Szijjarto: Countries represented by elected governments, not NGOs
Szijjarto said the European Union, at one time a global leader, now faced multiple challenges and slacking competitiveness.
Addressing high-ranking officials of the Guatemalan foreign ministry, he said challenges included “the liberal mainstream’s attacks on traditional values, illegal migration and war”.
The minister said NGOs had “no legitimacy” to speak in the name of nations as they were not elected by the people.
He said the liberal mainstream also dominated the media. “We are fortunate in Hungary because half the media is right-wing, conservative, patriotic and Christian Democratic.
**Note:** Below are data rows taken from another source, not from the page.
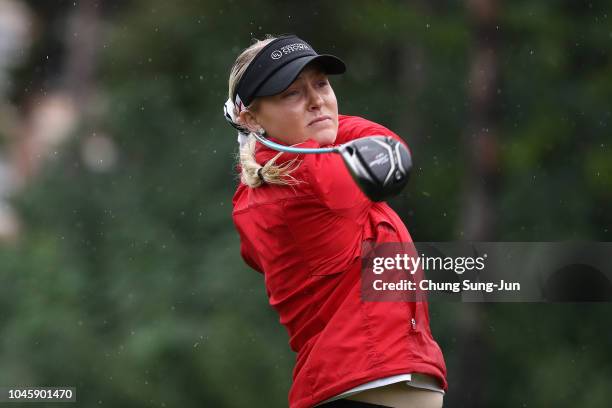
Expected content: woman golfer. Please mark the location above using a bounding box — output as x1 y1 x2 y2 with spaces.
226 35 447 408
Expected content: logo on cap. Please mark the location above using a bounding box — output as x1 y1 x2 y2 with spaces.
270 43 310 59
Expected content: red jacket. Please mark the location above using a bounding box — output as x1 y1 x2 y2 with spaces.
233 115 447 408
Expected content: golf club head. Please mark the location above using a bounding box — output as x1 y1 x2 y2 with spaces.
338 136 412 201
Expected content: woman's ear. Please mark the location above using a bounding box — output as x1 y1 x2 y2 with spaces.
238 109 261 132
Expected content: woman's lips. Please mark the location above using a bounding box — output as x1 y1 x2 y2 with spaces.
308 115 331 126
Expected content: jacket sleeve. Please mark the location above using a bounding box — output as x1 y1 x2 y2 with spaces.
303 116 406 220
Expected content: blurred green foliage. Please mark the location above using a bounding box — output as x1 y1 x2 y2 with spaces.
0 0 612 407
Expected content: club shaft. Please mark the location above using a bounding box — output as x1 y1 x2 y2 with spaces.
253 133 340 154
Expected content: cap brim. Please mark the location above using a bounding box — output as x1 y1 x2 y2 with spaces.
255 54 346 96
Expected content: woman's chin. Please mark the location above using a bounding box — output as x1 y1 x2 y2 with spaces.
311 128 337 146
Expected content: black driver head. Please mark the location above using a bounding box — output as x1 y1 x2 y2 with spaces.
339 136 412 201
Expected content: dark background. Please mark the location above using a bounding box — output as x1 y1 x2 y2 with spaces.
0 0 612 407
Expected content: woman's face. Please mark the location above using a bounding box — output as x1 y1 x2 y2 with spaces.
240 65 338 145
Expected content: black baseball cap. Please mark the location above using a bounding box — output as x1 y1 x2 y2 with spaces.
233 35 346 106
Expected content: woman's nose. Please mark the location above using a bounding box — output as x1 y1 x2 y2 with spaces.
308 89 324 109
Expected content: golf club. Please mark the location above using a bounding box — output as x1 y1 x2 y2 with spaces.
254 133 412 201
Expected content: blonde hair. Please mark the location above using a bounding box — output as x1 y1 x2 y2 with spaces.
229 34 299 188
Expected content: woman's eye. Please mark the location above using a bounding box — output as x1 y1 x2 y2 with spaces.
283 89 299 98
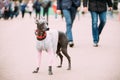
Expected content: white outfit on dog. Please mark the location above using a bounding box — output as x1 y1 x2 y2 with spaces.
36 29 58 66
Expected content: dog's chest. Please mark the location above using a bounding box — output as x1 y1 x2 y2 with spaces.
36 30 58 51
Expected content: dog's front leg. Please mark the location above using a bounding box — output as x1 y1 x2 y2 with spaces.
33 51 42 73
48 51 54 75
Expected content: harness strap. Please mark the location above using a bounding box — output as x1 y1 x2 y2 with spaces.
35 30 47 40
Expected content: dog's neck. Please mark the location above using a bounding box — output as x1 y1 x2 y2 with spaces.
35 29 47 41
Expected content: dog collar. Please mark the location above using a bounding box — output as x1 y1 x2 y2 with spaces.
35 30 47 40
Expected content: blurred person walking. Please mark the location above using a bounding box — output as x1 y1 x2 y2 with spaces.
83 0 112 47
27 0 33 17
33 0 41 19
20 1 27 18
42 0 51 21
57 0 81 47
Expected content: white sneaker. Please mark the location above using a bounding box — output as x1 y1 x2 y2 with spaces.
93 43 98 47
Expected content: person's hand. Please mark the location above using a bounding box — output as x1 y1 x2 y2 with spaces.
83 7 88 13
77 7 81 12
57 10 61 15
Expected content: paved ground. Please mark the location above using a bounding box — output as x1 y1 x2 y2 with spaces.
0 11 120 80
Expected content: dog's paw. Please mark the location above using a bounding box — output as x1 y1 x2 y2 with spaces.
48 71 53 75
57 65 62 68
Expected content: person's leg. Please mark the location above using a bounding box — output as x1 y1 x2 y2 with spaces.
63 10 73 47
98 11 106 35
70 7 77 25
91 11 99 46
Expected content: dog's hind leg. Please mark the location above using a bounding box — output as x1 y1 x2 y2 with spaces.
61 48 71 70
56 43 63 68
33 51 42 73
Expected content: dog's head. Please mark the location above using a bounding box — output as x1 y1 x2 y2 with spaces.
35 17 49 32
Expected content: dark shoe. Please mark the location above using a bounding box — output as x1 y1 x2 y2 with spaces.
69 42 74 47
33 67 39 73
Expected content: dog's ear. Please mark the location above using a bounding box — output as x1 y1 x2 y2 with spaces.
34 17 39 24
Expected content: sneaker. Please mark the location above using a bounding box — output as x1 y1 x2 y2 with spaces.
93 43 98 47
69 42 74 47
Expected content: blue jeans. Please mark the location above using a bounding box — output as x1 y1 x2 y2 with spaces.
62 7 77 41
90 11 106 43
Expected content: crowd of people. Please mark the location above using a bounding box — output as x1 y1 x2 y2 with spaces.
0 0 51 20
0 0 119 47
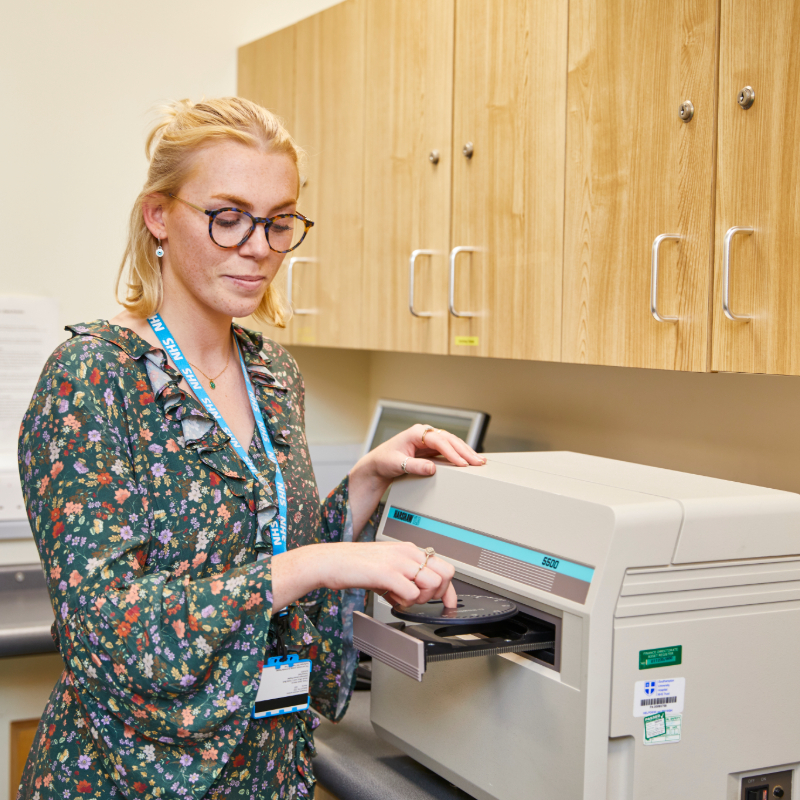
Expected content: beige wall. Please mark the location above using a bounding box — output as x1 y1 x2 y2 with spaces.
0 0 800 500
0 0 337 335
292 347 800 491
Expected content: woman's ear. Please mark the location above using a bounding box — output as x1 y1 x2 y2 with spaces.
142 194 167 239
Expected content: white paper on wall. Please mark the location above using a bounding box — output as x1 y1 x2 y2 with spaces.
0 295 64 521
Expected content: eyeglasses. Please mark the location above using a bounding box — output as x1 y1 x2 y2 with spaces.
170 194 314 253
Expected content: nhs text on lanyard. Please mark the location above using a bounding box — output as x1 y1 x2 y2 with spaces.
147 314 287 554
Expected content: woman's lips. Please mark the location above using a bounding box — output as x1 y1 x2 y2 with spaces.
225 275 266 292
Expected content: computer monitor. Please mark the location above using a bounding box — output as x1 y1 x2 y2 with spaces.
364 400 490 453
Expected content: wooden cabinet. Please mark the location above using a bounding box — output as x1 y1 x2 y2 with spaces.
239 0 365 347
361 0 455 353
450 0 567 360
363 0 567 359
239 0 800 374
8 719 39 797
563 0 718 370
712 0 800 375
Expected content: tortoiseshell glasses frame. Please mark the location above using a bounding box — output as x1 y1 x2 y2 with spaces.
169 194 314 253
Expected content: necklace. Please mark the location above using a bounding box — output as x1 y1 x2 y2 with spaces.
186 336 233 389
The liberal mainstream sees that as a dictatorship because they think democracy is when 99 percent of the media is liberal.”
Conservative values, Christian traditions, national cultures and the traditional family model were, he said, under “attack from all round”. “Hungary, a 1,000 year-old Christian country, feels responsible to protect those values and Christian communities worldwide,” he added.
The family enjoys constitutional protections in Hungary, and the protection of children “against LGBTQ propaganda” is enshrined in law, he noted.
The Orban government has been on power for 13 years, having won four consecutive elections with a two-thirds majority, he said. “Europe sees that as a dictatorship. The European Parliament keeps adopting resolutions saying that what happens in Hungary is not democratic. Why? Because the liberals are not in power,” he said.
“Our stance is that democracy is based on the people’s will. Europe defines democracy as a liberal democracy,” he said.
Szijjarto said that Hungary had no wish to kowtow to the liberal mainstream, media or NGOs but to satisfy the demands of its citizens “who decide on the future of the country”, he said.
Regarding illegal migration, Szijjarto said that as a country on the external borders of the EU, Hungary was under “enormous migration pressure”.
“Unfortunately, the EU sees migration as a human rights issue rather than a legal one,” he said.
Szijjarto referred to “parallel societies in Europe” and the growing threat of terrorism, adding that Hungary was fighting for the security of sovereign countries and for their right to decide whom to accept there.
Regarding the war in Ukraine, he said: “We clearly condemn the war in Ukraine. It is obvious who the aggressor is and who the victim is.”
“Hungary wants peace in Ukraine and believes that a solution can be achieved at the negotiating table rather than on the battlefield,” he said.
“Hungary is the only NATO member state which has not delivered weapons to Ukraine because it stands for peace in the region,” he said.
The EU has adopted 11 sanctions packages against Moscow so far, “which has harmed the bloc’s economy more than Russia’s”, he said.
Szijjarto praised Guatemala as “a partner that thinks similarly to us, with which we can cooperate on a global level to protect democracy, Christianity and the values we see as important.”